Set up for success
Pick a crate just big enough for your dog to stand, turn, and lie down stretched out. Too big and a puppy will potty in the corner.
Place it in a quiet but social spot — a bedroom corner or living-room edge. Put a soft mat inside and drape a light blanket over the top and sides for a den feel.
Leave the door open from day one. The crate is furniture before it's a training tool.
Step 1: build a positive association
Toss small treats and a favorite chew inside. Let your dog go in and out freely. Don't lure with the door — let them choose.
Feed every meal inside the crate with the door open for several days.
Mark and reward any voluntary entry: 'yes,' treat. Repeat for a week before closing the door at all.
Step 2: short closures
When your dog is settled inside chewing, gently close the door for 2–5 seconds, then open. Build up to 30 seconds, then 1 minute, always while they're calm.

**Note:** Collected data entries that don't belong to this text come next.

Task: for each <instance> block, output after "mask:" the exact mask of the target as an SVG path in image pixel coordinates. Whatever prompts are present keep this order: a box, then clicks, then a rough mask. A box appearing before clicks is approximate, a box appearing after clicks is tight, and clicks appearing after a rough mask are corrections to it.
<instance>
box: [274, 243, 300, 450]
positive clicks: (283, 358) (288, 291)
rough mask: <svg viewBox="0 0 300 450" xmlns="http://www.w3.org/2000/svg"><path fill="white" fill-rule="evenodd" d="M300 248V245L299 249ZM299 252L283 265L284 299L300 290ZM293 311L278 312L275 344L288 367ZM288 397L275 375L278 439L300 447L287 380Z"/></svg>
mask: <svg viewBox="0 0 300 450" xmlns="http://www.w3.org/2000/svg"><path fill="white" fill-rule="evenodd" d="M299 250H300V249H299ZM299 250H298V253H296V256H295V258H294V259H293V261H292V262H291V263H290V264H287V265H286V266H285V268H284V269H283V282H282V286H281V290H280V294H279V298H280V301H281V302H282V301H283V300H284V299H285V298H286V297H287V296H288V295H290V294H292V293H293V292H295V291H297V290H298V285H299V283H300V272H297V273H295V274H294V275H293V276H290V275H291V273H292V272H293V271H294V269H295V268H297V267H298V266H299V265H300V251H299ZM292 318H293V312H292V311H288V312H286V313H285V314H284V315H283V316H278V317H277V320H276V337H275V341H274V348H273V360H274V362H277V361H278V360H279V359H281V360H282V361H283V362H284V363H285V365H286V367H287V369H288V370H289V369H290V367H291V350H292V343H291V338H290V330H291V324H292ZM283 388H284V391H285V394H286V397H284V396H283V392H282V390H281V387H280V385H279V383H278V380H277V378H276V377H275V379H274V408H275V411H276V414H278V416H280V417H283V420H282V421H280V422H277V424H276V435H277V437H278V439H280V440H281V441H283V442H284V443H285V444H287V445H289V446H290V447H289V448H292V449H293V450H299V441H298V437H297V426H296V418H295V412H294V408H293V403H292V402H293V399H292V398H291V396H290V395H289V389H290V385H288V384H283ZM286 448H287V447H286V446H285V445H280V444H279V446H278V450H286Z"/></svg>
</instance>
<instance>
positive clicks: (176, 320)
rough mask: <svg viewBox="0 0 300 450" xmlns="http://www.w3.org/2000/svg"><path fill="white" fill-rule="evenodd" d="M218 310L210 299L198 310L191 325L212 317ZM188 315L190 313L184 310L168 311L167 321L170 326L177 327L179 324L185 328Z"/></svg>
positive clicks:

If they whine, you've gone too fast — open the door without fuss and shorten the next rep.
Add small absences: walk to the kitchen, come back, treat. Never leave a stressed puppy alone in a closed crate.
Step 3: real-life duration
Build to 30–60 minutes of relaxed crating while you're home before any alone time. Pair longer stays with a stuffed Kong or lickmat.
Daytime maximums for puppies are roughly their age in months plus one, in hours (a 3-month-old: ~4 hours max). Adults are flexible but still need exercise and potty breaks.
If your dog ever panics — drooling, frantic scratching, broken teeth — stop and work with a force-free trainer or a veterinary behaviorist. Separation distress is a medical-behavioral issue, not stubbornness.